Sustainable development goals and the European Cohesion Policy: an application to the autonomous Region of Sardinia
Laura Cavalli (Fondazione Eni Enrico Mattei); Sandro Sanna (Regione Autonoma della Sardegna); Mia Alibegovic (Fondazione Eni Enrico Mattei); Filippo Arras (Regione Autonoma della Sardegna); Gianluca Cocco (Regione Autonoma della Sardegna); Luca Farnia (Fondazione Eni Enrico Mattei); Emanuela Manca (Regione Autonoma della Sardegna); Luisa F. Mulas (Regione Autonoma della Sardegna); Marco Onnis (Regione Autonoma della Sardegna); Sandro Ortu (Regione Autonoma della Sardegna); Ilenia G. Romani (Fondazione Eni Enrico Mattei); Marta Testa (Regione Autonoma della Sardegna)
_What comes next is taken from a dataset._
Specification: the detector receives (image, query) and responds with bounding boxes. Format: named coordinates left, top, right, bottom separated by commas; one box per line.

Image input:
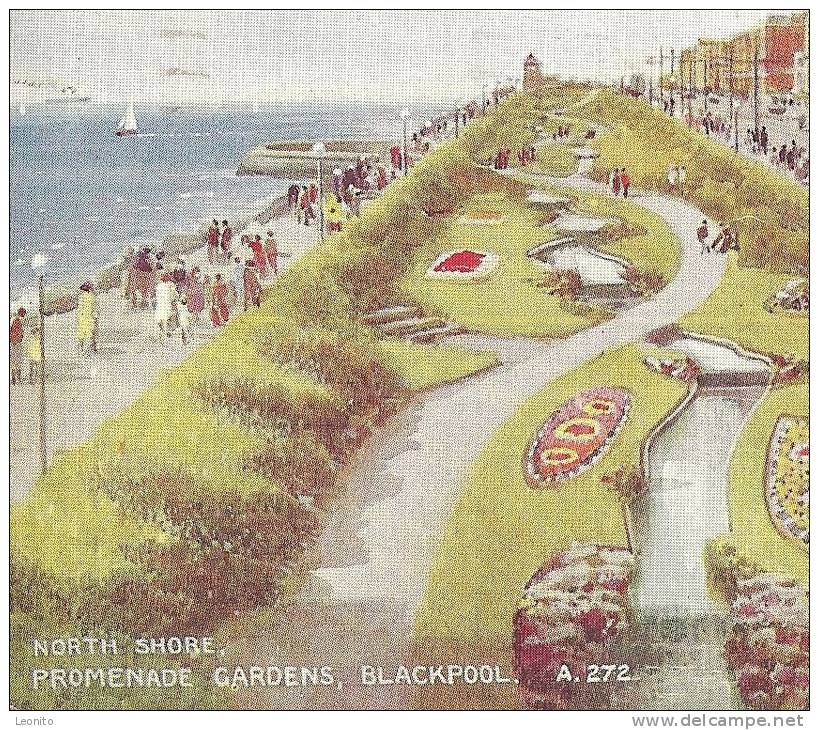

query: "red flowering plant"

Journal of Urban Ecology, Volume 7, Issue 1, 2021
Paramount to the implementation of the 2030 Agenda and the effective tackling of the 17 sustainable development goals (SDGs) is the cooperation and coordination of the different levels of government—i.e. the supranational, national and local levels. This is due to the very nature of the SDGs, which are multi-dimensional and intended to guide and boost sustainable development at multiple scales. The European Union (EU) demonstrated a full commitment to the Agenda, making sustainable development a top priority. In fact, the five strategic objectives of the EU are modelled on the principles of the 2030 Agenda and the Cohesion Policy, EU’s most transversal policy, is designed to give a direct contribution to the tackling of the 17 SDGs. Introducing a new methodology to evaluate the sustainability of operational programmes co-financed by the EU, the following paper aims to contribute to the building literature around the question of monitoring public investments regarding sustainability criteria. By matching the 169 targets of the 2030 Agenda with the 143 intervention fields of the Cohesion Policy, with specific reference to Sardinia’s European Regional Development Fund and European Social Fund 2014–2020 Regional Operational Programmes, the present work introduces the key features of the model developed and its first results. The model could be of valuable support to policymakers who now have an innovative tool to monitor investments’ coherence with the sustainability standards of the 2030 Agenda.